Cannonball

Part of the USA Today Network

Get your NPS Civil War Trading Cards at Gettysburg, and elsewhere!

Wanna trade a Jeremiah Gage for your 9th Massachusetts Battery?
Oh, you haven’t picked up any Civil War trading cards at Gettysburg National Military Park yet?
Gettysburg has eight cards, with photos and stories about Amos Humiston; George Meade, Jeremiah Gage, Robert E. Lee, the 9th Massachusetts Battery, the Soldiers’ National Cemetery, the Gettysburg Address, and the Battle of Gettysburg.
Two dozen national parks, including the Civil War battlefields as well as other parks with Civil War connections, are distributing their own trading cards.

This new National Park Service project is an appeal to younger, newer visitors. The idea of the cards is that Park Rangers give them to young visitors as a reward for attending programs. Any youngsters who mention that they have collected any cards from other national parks get a free commemorative backpack – while supplies last.
The cards are free and collectors can travel to other national parks to collect a complete set. The collectible series commemorates people and places of the Civil War and makes connections to places you can visit today. The trading cards are a Civil War 150th project.
To learn more about the Civil War 150th commemoration in the National Park Service go to: http://www.nps.gov/civilwar150/

Many other National Park Service units across the country are also participating in this promotion, including the Lowell National Historical Park in Massachusetts.

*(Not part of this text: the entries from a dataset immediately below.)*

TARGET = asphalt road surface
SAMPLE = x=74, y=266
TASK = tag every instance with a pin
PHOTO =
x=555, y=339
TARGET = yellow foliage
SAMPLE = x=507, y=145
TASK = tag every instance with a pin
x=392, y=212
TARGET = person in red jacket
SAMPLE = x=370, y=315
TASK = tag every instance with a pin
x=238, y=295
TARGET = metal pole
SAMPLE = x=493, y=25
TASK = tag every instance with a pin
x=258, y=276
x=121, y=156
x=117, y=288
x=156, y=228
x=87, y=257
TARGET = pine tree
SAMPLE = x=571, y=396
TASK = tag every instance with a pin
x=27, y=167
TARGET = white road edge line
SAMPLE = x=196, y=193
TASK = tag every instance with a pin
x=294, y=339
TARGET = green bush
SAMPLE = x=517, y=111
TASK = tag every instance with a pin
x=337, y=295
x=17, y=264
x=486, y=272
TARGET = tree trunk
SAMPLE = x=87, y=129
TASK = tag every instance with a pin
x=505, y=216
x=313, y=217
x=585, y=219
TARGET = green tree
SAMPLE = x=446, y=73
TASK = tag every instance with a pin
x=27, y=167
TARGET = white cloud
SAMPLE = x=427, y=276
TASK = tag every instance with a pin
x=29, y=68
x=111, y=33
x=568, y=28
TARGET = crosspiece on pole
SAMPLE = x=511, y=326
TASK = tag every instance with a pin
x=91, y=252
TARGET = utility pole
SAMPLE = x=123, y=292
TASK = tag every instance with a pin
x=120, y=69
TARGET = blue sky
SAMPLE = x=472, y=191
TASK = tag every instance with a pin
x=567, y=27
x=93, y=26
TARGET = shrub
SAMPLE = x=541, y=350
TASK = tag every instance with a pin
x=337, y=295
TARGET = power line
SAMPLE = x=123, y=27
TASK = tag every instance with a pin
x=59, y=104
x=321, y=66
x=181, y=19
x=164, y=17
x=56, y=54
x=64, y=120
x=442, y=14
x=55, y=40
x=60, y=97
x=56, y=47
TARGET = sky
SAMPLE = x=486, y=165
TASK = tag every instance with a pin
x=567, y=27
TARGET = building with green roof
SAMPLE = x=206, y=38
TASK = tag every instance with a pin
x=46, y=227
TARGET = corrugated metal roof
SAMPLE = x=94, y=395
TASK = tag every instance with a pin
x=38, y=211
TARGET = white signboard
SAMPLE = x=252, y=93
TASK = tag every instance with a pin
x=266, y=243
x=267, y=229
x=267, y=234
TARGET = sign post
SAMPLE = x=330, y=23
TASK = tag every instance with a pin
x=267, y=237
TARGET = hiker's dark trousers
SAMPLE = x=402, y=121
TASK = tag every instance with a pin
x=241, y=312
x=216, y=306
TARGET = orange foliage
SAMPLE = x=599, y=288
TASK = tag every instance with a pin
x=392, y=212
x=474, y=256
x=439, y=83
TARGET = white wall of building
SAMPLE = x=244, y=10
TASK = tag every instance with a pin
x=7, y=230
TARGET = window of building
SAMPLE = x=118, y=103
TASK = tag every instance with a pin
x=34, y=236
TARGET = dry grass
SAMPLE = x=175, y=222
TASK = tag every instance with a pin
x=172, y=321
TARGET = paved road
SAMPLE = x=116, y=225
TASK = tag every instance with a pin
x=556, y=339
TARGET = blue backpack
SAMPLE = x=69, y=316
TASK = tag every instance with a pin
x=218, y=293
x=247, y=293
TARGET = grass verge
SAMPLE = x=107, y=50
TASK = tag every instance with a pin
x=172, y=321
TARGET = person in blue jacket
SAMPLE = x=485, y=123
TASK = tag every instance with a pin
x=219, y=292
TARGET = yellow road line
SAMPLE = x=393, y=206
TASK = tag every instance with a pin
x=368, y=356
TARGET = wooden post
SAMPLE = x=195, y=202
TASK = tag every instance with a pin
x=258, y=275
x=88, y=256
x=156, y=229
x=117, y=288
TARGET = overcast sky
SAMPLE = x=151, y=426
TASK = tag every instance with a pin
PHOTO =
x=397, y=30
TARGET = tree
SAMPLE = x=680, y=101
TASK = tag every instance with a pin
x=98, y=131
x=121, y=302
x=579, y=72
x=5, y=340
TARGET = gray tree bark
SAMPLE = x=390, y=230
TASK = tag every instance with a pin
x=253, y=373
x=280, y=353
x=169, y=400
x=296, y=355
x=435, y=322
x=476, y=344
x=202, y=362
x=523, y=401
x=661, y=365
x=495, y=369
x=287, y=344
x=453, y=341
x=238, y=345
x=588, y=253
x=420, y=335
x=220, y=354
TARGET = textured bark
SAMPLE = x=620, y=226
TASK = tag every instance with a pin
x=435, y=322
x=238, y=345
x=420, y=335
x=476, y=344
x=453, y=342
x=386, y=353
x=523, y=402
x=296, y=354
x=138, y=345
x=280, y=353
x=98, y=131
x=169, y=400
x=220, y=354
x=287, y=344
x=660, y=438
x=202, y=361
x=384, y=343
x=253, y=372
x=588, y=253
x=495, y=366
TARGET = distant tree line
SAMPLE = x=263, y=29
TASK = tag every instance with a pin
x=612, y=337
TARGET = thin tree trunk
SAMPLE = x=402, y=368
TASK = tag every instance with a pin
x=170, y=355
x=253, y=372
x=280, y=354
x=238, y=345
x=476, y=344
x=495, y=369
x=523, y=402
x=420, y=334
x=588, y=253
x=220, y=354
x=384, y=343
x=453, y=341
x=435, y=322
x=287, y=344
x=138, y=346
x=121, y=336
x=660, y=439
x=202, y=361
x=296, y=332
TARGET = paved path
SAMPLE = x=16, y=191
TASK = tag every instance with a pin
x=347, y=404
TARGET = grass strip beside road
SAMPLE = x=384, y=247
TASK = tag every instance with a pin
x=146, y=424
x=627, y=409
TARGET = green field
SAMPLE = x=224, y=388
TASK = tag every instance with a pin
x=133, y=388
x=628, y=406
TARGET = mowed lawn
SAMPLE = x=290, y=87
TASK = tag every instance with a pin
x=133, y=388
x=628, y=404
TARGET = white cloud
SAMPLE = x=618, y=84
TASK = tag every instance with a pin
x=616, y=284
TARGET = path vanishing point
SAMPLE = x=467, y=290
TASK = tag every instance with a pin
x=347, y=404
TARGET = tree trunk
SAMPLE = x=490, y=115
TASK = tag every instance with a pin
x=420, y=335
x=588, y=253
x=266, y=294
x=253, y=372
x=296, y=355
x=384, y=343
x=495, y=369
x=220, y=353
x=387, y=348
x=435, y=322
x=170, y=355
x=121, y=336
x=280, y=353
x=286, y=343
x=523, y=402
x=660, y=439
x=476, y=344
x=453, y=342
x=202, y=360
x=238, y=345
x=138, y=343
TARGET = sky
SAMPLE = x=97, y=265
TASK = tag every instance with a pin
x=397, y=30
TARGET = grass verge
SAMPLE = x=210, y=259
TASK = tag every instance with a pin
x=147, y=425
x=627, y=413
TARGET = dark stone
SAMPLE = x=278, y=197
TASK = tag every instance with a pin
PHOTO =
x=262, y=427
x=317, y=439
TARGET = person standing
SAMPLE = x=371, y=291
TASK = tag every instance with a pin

For more on their giveaway, click here.
The official NPS Civil War Trading Card Program includes 189 collectible trading cards that can be obtained from 22 different sites across the country.
Time to start checking eBay!

I was a young kid during the 1960s and the 100th Anniversary of the Civil War. Now I am a grandfather of four little boys during the 150th Anniversary. These National Park Service-sponsored trading cards provide a link to the past. Above is a photo of one of the vintage trading cards issued back in the 1960s from Topps, the same company that for years dominated the baseball card industry.
“Civil War News” remains a highly collectible series of cards issued in wax packs by Topps. Known for their colorful (and very graphic!) images by artist Norm Saunders, these cards were one of my prized possessions as a kid, although I still all these years later have never completed my set.
There have been other issues of Civil War-related trading cards over the years, but none has matched the classic Topps set for quality, imagination, quantity (or images of blood).
I commend the National Park Service for its new program instituted earlier this summer, and encourage those Cannonball readers with small children or grandchildren to visit a participating historical park this summer and begin to collect these cards.